Weekly Policy Blog: August Prescription Drug Affordability Review Board (PDAB) Meeting
By: Colorado BioScience Association Date: 09/02/2022
On August 26, CBSA and our partners participated in the state Prescription Drug Affordability Review Board (PDAB) meeting, which was open to the public. The PDAB was created in 2021 when the state legislature passed Senate Bill 175. CBSA’s Policy + Advocacy team worked closely with our members and partners to advocate for changes to the bill to mitigate the understood harm having a PDAB in Colorado would have on our state’s life sciences ecosystem.
In accordance with Senate Bill 175, the PDAB holds regular meetings every six weeks, which began on November 12, 2021. In these first regular meetings, the board focuses on developing the rulemaking structure, which will enable them to set upper payment limits (UPLs) on up to 12 drugs.
The August PDAB meeting included a regulatory hearing on some of the rulemakings/regulations, including:
- Proposed Rule Part 1 – General Provisions
- Proposed Rule Part 5 – Reporting Requirements for Use of Savings
- Proposed Rule Part 3 – Affordability Review
The meeting also covered approval to file additional regulations, including upper payment limit for drugs deemed unaffordable by an affordability review.

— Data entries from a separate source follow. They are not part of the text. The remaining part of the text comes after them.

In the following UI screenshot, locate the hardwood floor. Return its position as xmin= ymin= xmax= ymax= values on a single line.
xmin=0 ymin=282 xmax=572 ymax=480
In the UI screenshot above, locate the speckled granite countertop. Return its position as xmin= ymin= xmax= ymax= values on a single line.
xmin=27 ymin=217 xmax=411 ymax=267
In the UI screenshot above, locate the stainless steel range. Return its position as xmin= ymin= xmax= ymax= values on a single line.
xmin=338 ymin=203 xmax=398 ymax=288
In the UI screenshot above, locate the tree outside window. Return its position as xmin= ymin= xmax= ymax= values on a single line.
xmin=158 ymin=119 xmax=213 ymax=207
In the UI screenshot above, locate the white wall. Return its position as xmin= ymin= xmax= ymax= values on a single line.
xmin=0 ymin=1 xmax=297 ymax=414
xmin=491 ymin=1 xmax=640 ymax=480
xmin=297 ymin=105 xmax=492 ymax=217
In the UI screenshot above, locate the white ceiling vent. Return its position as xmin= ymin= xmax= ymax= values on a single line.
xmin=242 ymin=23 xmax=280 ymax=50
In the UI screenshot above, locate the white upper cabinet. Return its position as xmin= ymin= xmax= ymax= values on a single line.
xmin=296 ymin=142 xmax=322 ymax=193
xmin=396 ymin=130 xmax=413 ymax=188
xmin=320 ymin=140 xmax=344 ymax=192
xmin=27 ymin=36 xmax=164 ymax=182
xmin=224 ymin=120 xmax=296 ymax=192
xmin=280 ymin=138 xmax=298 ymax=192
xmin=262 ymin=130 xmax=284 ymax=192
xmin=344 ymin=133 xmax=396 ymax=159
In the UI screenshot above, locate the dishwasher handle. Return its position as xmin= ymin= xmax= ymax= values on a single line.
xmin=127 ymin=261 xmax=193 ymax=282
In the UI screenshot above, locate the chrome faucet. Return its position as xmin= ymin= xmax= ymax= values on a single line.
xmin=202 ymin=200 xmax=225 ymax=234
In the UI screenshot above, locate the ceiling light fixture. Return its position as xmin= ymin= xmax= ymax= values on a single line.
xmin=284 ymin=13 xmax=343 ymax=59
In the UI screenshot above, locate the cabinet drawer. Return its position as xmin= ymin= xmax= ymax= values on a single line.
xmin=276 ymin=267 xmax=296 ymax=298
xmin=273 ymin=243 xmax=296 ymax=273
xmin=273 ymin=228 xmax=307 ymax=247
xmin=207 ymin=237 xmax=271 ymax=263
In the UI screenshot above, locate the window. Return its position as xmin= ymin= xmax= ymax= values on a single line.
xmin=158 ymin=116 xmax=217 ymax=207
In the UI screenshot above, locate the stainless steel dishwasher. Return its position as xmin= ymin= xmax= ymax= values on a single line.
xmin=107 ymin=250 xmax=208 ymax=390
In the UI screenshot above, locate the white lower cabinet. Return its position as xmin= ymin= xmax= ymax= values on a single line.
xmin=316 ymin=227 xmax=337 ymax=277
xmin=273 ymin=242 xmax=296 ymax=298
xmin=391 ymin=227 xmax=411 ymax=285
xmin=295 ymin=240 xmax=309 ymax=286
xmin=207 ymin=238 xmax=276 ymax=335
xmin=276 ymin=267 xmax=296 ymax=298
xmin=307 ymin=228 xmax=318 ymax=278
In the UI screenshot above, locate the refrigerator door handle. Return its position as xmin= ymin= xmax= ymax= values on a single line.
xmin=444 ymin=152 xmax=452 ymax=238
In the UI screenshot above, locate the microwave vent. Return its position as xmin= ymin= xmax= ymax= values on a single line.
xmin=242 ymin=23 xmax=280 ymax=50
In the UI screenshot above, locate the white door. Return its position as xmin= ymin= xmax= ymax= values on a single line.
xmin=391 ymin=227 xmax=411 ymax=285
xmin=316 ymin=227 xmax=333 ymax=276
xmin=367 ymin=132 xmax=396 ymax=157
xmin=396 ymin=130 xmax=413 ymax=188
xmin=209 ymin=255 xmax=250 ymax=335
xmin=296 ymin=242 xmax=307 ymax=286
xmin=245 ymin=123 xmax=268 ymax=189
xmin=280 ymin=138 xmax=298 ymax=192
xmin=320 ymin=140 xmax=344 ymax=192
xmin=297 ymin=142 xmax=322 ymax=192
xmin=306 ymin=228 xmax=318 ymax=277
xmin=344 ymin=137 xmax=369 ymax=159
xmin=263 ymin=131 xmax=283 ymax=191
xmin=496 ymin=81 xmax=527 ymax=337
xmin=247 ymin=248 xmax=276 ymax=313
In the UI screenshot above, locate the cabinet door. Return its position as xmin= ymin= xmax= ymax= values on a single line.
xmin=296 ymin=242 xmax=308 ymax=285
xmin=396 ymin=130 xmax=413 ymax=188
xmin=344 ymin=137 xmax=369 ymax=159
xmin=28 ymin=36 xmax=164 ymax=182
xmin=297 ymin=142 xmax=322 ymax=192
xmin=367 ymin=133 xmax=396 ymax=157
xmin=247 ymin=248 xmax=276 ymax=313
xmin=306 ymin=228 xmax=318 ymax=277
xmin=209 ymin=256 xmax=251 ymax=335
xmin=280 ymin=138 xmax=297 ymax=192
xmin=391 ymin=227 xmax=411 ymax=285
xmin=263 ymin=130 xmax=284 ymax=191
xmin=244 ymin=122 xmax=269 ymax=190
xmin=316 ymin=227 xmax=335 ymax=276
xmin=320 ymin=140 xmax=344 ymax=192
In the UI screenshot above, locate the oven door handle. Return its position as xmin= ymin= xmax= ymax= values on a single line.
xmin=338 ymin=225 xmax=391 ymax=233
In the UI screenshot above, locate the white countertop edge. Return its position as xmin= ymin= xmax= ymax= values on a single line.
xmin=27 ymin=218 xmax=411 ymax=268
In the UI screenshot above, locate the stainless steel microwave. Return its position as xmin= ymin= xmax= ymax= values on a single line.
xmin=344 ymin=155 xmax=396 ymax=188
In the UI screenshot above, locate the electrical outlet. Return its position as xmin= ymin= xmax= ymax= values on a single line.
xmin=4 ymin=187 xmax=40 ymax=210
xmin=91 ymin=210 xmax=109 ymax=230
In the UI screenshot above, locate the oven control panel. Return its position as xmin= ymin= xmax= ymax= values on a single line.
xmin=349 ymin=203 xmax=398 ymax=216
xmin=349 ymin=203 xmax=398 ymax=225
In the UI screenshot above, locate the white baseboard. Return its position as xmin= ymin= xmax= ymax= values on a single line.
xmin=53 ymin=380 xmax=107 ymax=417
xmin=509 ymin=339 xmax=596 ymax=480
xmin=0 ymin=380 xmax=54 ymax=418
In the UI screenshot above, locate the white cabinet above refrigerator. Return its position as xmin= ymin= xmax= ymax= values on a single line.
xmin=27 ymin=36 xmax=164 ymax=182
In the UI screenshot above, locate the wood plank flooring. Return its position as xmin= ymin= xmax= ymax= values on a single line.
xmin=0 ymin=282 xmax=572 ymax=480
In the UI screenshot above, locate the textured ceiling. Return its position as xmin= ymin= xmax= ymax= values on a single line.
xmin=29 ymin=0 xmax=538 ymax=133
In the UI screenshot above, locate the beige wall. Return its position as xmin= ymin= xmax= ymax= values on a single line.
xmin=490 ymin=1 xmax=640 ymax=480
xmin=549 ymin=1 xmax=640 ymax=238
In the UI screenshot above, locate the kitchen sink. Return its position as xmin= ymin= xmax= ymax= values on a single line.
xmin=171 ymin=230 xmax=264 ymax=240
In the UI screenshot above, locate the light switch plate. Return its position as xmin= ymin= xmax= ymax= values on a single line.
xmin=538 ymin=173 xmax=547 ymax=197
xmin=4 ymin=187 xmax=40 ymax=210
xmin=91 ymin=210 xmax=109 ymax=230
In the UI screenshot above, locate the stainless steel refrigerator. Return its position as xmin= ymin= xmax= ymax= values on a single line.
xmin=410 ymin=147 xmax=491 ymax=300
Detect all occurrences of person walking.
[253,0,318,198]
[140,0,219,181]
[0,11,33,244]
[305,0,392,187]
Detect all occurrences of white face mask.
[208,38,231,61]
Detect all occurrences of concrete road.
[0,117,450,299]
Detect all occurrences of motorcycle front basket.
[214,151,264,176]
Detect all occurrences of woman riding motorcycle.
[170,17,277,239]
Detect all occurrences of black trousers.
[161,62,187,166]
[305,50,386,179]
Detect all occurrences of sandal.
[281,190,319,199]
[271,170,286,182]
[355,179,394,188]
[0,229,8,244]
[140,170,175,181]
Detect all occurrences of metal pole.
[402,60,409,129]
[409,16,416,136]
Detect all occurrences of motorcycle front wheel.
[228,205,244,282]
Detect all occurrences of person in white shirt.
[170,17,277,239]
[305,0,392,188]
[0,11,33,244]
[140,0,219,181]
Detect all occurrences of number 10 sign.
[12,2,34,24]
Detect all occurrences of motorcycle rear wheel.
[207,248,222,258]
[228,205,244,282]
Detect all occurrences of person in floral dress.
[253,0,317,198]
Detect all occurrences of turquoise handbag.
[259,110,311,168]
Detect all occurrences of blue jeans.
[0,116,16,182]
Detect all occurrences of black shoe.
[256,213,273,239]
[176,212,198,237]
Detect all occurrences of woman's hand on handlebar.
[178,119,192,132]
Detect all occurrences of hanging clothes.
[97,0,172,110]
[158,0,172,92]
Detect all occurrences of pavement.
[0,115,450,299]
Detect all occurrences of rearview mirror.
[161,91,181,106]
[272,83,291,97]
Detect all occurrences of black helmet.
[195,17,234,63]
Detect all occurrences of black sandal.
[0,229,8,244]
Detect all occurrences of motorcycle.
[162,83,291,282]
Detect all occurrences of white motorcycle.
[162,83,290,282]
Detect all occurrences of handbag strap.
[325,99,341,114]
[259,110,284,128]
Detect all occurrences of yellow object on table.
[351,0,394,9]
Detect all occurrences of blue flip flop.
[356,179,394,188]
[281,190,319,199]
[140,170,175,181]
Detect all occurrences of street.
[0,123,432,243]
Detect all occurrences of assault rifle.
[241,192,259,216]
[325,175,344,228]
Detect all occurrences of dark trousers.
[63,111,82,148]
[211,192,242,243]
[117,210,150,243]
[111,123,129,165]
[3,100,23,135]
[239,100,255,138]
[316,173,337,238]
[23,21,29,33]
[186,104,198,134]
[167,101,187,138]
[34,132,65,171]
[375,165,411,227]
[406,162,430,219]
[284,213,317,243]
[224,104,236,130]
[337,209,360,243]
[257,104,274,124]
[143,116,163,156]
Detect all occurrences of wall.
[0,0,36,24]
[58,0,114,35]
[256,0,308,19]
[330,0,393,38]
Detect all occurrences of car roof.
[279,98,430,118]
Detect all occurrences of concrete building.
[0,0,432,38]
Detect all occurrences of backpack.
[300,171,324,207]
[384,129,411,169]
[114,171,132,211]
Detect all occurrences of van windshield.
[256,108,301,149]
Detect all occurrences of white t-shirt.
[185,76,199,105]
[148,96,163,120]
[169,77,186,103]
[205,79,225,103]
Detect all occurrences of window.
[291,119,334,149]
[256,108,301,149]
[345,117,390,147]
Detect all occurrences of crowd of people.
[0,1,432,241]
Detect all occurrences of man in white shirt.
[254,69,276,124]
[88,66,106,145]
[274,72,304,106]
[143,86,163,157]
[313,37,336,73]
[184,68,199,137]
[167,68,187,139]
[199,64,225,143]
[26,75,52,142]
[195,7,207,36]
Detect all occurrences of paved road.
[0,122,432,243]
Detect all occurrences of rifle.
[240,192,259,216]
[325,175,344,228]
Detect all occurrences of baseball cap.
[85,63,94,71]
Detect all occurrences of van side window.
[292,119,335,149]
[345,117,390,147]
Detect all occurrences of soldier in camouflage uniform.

Prior to this board meeting, CBSA and BIO jointly submitted written comments. It is important to CBSA that the PDAB understands that CBSA has long been supportive of a more rational and transparent system of rebates – and specifically ensuring that patient cost sharing is based on the net cost of the drug to the payor. However,
- We are concerned that the increasingly complex and opaque rebate dynamics, paired with the market power PBMs now yield, have created an environment in which patients are harmed and competition is stifled. Simply put, patients who take medicines are not benefiting from the significant discounts manufacturers provide to PBMs and the savings from manufacturer assistance programs are not always being passed along to the patient at the pharmacy counter.
- We encourage the board to be clear that it must first identify drugs eligible for an affordability review by assessing drugs in accordance with the statutory criteria.
- Then, the board must select drugs from the list of those that are eligible. We encourage the board to be consistent with the legislative findings related to out-of-pocket costs for Coloradans focus on data that analyzes out-of-pocket dynamics for different patient segments.
- The board’s selection should then seek to understand where patients are potentially not benefiting from the rebate dynamics described above. Therefore, we continue to advocate for lowering patients’ out-of-pocket (OOP) costs.
Comments taken at the meeting were summarized and discussed, and a redlined version of the proposed changes will be released on September 9. At that time, the public will have additional comment opportunities through the end of September in advance of the “second reading” and potential final approval, which will take place at the board’s October 7th meeting.